Rumpus: Before your first book, where has your work been published?

Rigg: Before my book, I had stories and essays published in a handful of places—Oxford American, The Cincinnati Review, Catapult, Scalawag Magazine, et cetera. I also had a creative nonfiction chapbook, All Hat, No Cattle, come out with Bull City Press in 2023. 

Rumpus: What is the best advice someone gave you about publishing?

Rigg: Don’t look at your phone before bed. It’s good advice for publishing, but also life. If you’re stressed about your book being on submission and see someone you know get a book deal—if you’re waiting to hear back about an award and see someone post about winning, you’re not going to be able to sleep. You’re just going to beat yourself up. While, like I said before, rejection can sometimes open doors to new ways of telling stories, comparison will only stagnate your writing. It will turn you away from the work that you need to create, the work that is entirely yours, and have you trying to fit your stories into some framework that you think will sell, or win awards, or be reviewed well, which most often results in the opposite.

Rumpus: Who’s the reader you’re writing to—or tell us about your target audience and how you cultivated or found it?

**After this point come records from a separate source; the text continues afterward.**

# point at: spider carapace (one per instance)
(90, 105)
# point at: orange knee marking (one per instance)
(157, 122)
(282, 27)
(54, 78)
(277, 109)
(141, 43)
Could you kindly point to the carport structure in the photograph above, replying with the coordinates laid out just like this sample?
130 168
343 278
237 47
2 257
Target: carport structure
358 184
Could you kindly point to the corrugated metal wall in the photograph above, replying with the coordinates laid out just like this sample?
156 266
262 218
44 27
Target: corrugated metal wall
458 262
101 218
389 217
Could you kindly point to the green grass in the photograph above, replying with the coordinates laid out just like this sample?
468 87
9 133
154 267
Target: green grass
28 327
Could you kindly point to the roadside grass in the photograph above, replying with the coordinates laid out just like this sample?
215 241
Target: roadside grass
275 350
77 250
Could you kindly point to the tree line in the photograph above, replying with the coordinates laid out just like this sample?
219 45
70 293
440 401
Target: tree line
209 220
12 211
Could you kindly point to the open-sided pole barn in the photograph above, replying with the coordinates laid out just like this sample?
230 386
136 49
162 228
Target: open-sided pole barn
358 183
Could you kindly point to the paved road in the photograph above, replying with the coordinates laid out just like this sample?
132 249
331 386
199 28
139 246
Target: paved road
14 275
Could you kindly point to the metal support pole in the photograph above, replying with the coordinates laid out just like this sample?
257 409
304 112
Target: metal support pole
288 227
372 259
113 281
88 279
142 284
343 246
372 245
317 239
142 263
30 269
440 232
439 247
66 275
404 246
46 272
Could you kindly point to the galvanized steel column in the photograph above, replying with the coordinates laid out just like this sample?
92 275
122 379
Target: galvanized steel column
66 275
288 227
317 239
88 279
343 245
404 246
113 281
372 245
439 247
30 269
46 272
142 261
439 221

Rigg: The person I’m writing to is my younger self, but also, I think, my mom. Everything I am and everything I’ve accomplished was made possible by her. 

Rumpus: What is one completely unexpected thing that surprised you about the process of getting your book published?

Rigg:  So much of it! There’s a lot of mystery in publishing, and I felt like I was always coming up on something new. I feel lucky that I had my agent, Amy Bishop-Wycisk, to steer me through. I’m also grateful to my publicist, Nina Leopold, and the team at Ecco for always answering my many, many questions. Their patience and generosity made this process a joyful one!